Because life is good.
You are good. L’Chaim. To life. Here’s to you.
In the Bible, which some call “The Good Book,” in Genesis God looks at all he created and he saw how good it was.
Beethoven, Jefferson, and many others recognized it, too.
If you become cynical, if you become bitter, if you become relativistic… if you do that you will be missing all the good, all the self-evident joys in the world.
Look around you. No, I mean it literally: take a few moments to look around this room. Look at each other’s faces.
You love each other. We all do.
Only beings infused with a knowledge of the good brought to you by a Creator who endowed you with unalienable rights–one of these rights being the pursuit of happiness–only we do.
You are important to us. We are proud of you. We love you. And if you’re not sure, look around again.

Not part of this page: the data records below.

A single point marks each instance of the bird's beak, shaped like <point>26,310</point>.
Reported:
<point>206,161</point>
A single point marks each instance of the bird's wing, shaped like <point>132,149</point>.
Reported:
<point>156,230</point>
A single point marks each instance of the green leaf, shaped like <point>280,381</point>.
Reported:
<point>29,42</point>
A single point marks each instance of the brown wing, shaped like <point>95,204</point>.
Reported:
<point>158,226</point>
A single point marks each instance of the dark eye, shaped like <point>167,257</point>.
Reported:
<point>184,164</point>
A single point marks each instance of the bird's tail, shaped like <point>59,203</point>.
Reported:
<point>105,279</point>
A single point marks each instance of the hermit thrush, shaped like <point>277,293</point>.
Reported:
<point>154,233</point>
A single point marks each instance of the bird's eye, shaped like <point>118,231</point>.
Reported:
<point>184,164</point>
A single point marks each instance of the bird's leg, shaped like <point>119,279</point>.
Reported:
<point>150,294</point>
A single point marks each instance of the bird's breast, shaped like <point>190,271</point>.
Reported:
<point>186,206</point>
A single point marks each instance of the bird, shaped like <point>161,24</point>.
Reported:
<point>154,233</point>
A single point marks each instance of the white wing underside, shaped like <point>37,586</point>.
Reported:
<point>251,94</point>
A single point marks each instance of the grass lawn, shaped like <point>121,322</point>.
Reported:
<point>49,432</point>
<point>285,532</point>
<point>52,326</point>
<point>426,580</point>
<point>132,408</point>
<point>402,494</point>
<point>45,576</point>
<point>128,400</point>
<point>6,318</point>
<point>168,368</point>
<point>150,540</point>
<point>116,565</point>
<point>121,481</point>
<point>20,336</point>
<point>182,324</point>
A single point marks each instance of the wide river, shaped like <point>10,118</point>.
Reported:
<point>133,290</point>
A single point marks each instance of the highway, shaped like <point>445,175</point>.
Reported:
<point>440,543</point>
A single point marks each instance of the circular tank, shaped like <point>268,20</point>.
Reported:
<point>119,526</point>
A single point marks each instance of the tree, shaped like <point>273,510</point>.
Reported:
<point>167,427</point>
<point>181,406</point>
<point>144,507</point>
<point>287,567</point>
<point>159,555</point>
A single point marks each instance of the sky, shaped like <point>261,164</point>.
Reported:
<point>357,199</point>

So this graduation ceremony is most definitely in order. We acknowledge the good in you and the accomplishments you have achieved. We are here because there is good in the world. So to all of you wonderful students of the graduating class of 2011: you have done a good thing, and you know it, and we know it. And it is real.
Congratulations, continued success, and God Bless all of you.
 Assassin is a game played by high school seniors wherein the goal is to shoot an opposing team player with a water gun. That player is then out of the game. Assassin cannot be played on school grounds. Seniors have been known to hide in trees, behind bushes, or under porches in the early morning hours, patiently waiting for an opposing team player to come out of his house to go to school, only to be “assassinated” as he walks toward his car or the bus stop.
 This announcement is sent by phone to every family with children in the district when the weather is bad. It is burned into our minds, beautiful words to hear for a student, but an awful early morning wake-up call for the parents.